The mirror image to that technique is to create a resist. Apply the stencil. Then apply a sealer to the exposed areas, whether sandblasted, etched or plain finished concrete or overlay. Remove the stencil and apply the stain. Only the unsealed areas, the pattern of the stencil, will be colored.
Melanie Royals of Modello Designs also uses adhesive-backed Modellos to create resist patterns. The design area can be left untouched or colored with acid or water-based dyes. The area is then sealed with a concrete sealer before removing the Modello pattern. After removal the surrounding area can be acid-stained. The sealed areas of the design resist the stain, resulting in a lighter-colored design on a darker field. The technique looks complicated, but the effect is actually quite easy to achieve.

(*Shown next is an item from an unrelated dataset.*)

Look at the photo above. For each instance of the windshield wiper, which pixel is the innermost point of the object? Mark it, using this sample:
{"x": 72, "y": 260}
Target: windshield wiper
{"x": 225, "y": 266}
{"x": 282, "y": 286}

Multiple colors of stain may be added to various parts of the design. Keep in mind, though, that liquid colors may migrate. Porous concrete can wick the liquid, drawing it under the stencil. The solution is to use a gelling agent such as Stain Mule stain carrier from Surface Gel Tek or Modello Gel-lo from Modello Designs. Aqueous gels can carry acid-based, water-based and powdered coloring agents. Once the color is neutralized according to the manufacturer’s instructions, the gel can be rinsed off.
Contractors can apply many colors to a single stencil by “weeding” the stencil. Tamyrn Doolan of Surface Gel Tek explains, “I cut the whole design into the stencil, but only punch out the parts of the pattern that will be, for example, blue. I apply the blue and then move on to other colors in order.” Doolan applies a temporary sealer to previously colored sections to prevent mixing colors.
Royals sometimes sprays a diluted stain over a finished project where a border has been etched with gelled acid. The stain settles into the deeper areas of the etch to add more color there.
Contrasting colored overlays are achieved by applying the base coat in one color, placing the stencil and applying the top coat in another color. Stains can also be used. For example, applying a stain by hand to random stones or bricks in the pattern makes it look more natural and more interesting. Grout lines are also enhanced by the addition of stain.
Brickform’s Glen Roman described an interesting coloring technique to be used on fresh concrete or an overlay of 1⁄4 inch or more. After the stencil is placed, throw on a dry-shake color hardener and float it in. Then run a texture roller over the top of the stencil and push it into the surface. When the stencil is lifted, the texture will be visible.
Finally, sealers impact the look of the colored project. Utah contractor Clark Paepke heightens contrasts by staining the concrete and sealing it with a high-gloss sealer before sandblasting. After the sealer and stain are blasted off the exposed areas, he reseals them with a matte sealer so the glossy logo stands out even more.